Response to treatment is another important topic to address. In our case, the mother reported that she felt the patient had a 90% reduction in symptoms two months following treatment. She also stated that the patient’s father still had residual symptoms many years after he was initially diagnosed. Response to treatment can vary among patients. In patients who are not treated with steroids, roughly 70% of patients recover spontaneously by 3-6 months. That percentage increases to 80-85% if patients are treated with steroids [12].

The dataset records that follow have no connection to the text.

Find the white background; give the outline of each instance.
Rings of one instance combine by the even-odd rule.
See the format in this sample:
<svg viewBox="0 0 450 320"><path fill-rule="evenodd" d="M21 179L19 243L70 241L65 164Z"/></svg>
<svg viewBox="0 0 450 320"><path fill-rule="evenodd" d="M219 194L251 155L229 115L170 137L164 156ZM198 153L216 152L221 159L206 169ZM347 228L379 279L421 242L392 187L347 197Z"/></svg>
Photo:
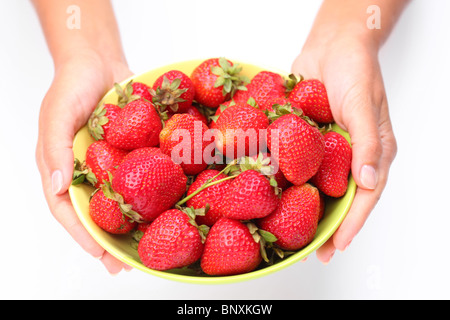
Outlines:
<svg viewBox="0 0 450 320"><path fill-rule="evenodd" d="M320 1L114 5L136 73L213 56L289 71ZM449 1L413 1L380 54L399 152L382 199L348 250L327 266L311 255L264 278L203 286L138 270L111 276L54 220L34 158L53 65L30 3L2 1L0 298L450 298L449 14Z"/></svg>

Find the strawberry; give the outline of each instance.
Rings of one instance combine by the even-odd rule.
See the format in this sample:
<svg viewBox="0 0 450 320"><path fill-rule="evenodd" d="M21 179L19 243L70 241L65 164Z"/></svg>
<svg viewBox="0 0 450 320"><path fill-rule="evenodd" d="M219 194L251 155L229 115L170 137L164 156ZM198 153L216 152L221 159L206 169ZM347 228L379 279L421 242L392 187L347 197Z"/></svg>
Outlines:
<svg viewBox="0 0 450 320"><path fill-rule="evenodd" d="M239 91L241 92L241 91ZM244 91L242 91L244 92ZM225 101L224 103L220 104L220 106L216 109L216 111L214 112L214 115L210 117L210 124L209 124L209 128L210 129L217 129L216 123L217 123L217 119L219 119L219 116L222 114L223 111L225 111L226 108L230 107L230 106L234 106L236 104L236 102L234 100L228 100Z"/></svg>
<svg viewBox="0 0 450 320"><path fill-rule="evenodd" d="M192 105L195 87L192 80L179 70L165 72L150 89L152 101L159 109L169 113L184 113Z"/></svg>
<svg viewBox="0 0 450 320"><path fill-rule="evenodd" d="M308 245L317 232L319 190L310 184L292 186L281 195L277 209L259 219L257 225L273 234L283 250L298 250Z"/></svg>
<svg viewBox="0 0 450 320"><path fill-rule="evenodd" d="M127 155L123 158L122 161L127 161L131 158L139 158L145 155L154 155L161 153L161 149L158 147L144 147L139 149L134 149L127 153Z"/></svg>
<svg viewBox="0 0 450 320"><path fill-rule="evenodd" d="M126 155L126 151L114 148L104 140L96 141L88 147L86 166L97 178L94 185L96 188L99 188L104 180L109 179L108 172L114 174Z"/></svg>
<svg viewBox="0 0 450 320"><path fill-rule="evenodd" d="M325 156L311 182L328 196L339 198L347 191L348 175L352 165L352 148L337 132L327 132Z"/></svg>
<svg viewBox="0 0 450 320"><path fill-rule="evenodd" d="M174 114L160 133L161 151L179 163L186 175L196 175L207 167L203 154L207 130L207 125L190 114Z"/></svg>
<svg viewBox="0 0 450 320"><path fill-rule="evenodd" d="M195 87L195 101L217 108L230 100L237 90L246 90L247 77L240 75L242 67L234 65L225 58L204 60L192 72L191 79Z"/></svg>
<svg viewBox="0 0 450 320"><path fill-rule="evenodd" d="M215 182L227 177L227 175L220 173L218 170L207 169L196 177L194 182L190 185L187 195L190 196L193 194L196 190L209 182L209 179L212 179L210 182ZM196 217L198 224L205 224L211 227L222 217L220 206L222 205L222 199L230 184L230 180L222 181L216 185L205 188L187 201L186 204L189 208L201 209L206 206L209 207L204 216L199 215Z"/></svg>
<svg viewBox="0 0 450 320"><path fill-rule="evenodd" d="M115 104L101 104L95 108L88 121L88 131L96 140L108 140L111 123L116 119L121 108Z"/></svg>
<svg viewBox="0 0 450 320"><path fill-rule="evenodd" d="M115 83L114 88L118 96L117 105L120 108L123 108L133 100L145 99L152 101L152 95L149 92L150 87L143 82L130 80L125 85L125 88Z"/></svg>
<svg viewBox="0 0 450 320"><path fill-rule="evenodd" d="M182 197L187 177L169 156L155 152L123 161L114 174L112 187L144 221L150 222Z"/></svg>
<svg viewBox="0 0 450 320"><path fill-rule="evenodd" d="M227 158L257 154L266 146L269 119L260 109L247 103L226 108L217 119L216 147Z"/></svg>
<svg viewBox="0 0 450 320"><path fill-rule="evenodd" d="M204 244L200 231L185 212L163 212L147 228L138 245L142 263L154 270L189 266L200 259Z"/></svg>
<svg viewBox="0 0 450 320"><path fill-rule="evenodd" d="M255 170L245 170L234 178L223 195L220 212L237 220L262 218L276 209L278 201L268 177Z"/></svg>
<svg viewBox="0 0 450 320"><path fill-rule="evenodd" d="M206 116L203 113L201 113L200 110L194 105L189 106L189 108L187 108L186 110L186 113L190 114L195 119L200 120L205 125L208 125L208 119L206 118Z"/></svg>
<svg viewBox="0 0 450 320"><path fill-rule="evenodd" d="M131 86L133 87L133 96L139 96L141 98L144 98L148 101L152 101L152 95L150 94L150 87L142 82L133 81L131 83Z"/></svg>
<svg viewBox="0 0 450 320"><path fill-rule="evenodd" d="M257 73L247 85L247 91L248 95L255 99L261 110L266 110L270 107L270 100L286 96L283 77L270 71Z"/></svg>
<svg viewBox="0 0 450 320"><path fill-rule="evenodd" d="M325 141L319 129L299 115L280 116L268 128L267 145L287 180L302 185L319 170Z"/></svg>
<svg viewBox="0 0 450 320"><path fill-rule="evenodd" d="M105 140L95 141L87 148L84 162L75 159L72 184L87 182L95 188L100 188L105 180L109 180L109 174L114 173L126 155L126 151L114 148Z"/></svg>
<svg viewBox="0 0 450 320"><path fill-rule="evenodd" d="M260 244L238 220L219 219L206 236L200 260L208 275L234 275L253 271L261 263Z"/></svg>
<svg viewBox="0 0 450 320"><path fill-rule="evenodd" d="M119 202L105 188L98 189L89 202L89 215L94 223L111 234L127 234L137 222L125 214Z"/></svg>
<svg viewBox="0 0 450 320"><path fill-rule="evenodd" d="M319 204L319 221L322 220L323 215L325 214L326 202L325 195L322 192L319 192L320 195L320 204Z"/></svg>
<svg viewBox="0 0 450 320"><path fill-rule="evenodd" d="M261 160L258 159L258 157L261 157ZM267 175L273 175L277 187L281 190L286 190L288 187L291 186L291 183L286 179L283 172L280 170L278 164L275 162L275 159L270 155L270 153L267 152L260 152L258 155L254 155L252 157L255 161L266 161L268 166L270 166L270 171L267 172Z"/></svg>
<svg viewBox="0 0 450 320"><path fill-rule="evenodd" d="M317 79L298 82L289 93L289 100L303 110L303 113L318 123L334 121L328 102L327 90Z"/></svg>
<svg viewBox="0 0 450 320"><path fill-rule="evenodd" d="M147 100L133 100L125 105L110 127L108 142L122 150L155 147L159 144L161 119Z"/></svg>

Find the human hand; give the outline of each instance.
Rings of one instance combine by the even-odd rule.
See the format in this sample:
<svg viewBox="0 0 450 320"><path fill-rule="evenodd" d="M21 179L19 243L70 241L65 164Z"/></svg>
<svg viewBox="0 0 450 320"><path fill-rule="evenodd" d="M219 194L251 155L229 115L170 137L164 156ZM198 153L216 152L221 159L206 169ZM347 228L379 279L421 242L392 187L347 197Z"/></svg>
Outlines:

This case poses the question of whether or not there may be a familial component that may predispose patients to the development of Bell’s palsy. A firm hereditary basis has yet to be discovered, but there are multiple prior reports showing evidence of familial incidences [13]. Mother stated that dad had Bell’s palsy at a very young age and still has residual symptoms, and that the patient’s aunt had Bell’s palsy, but could not tell me an exact age.
Conclusions
Idiopathic facial nerve palsy (Bell's palsy) is a very uncommon illness in children and infants, with a clear cause and treatment still not optimally identified. In this case, a child with facial nerve palsy without an identifiable genetic, infectious, or traumatic illness is described. We propose that this is secondary to familial facial nerve palsy, as there is a clear history in the father and other family members of experiencing facial nerve palsy at a similar age. This patient was given steroids for treatment and ocular lubricant following the recommendations for adults. Further study should be done to determine the optimal treatment for idiopathic facial nerve palsy in children and infants.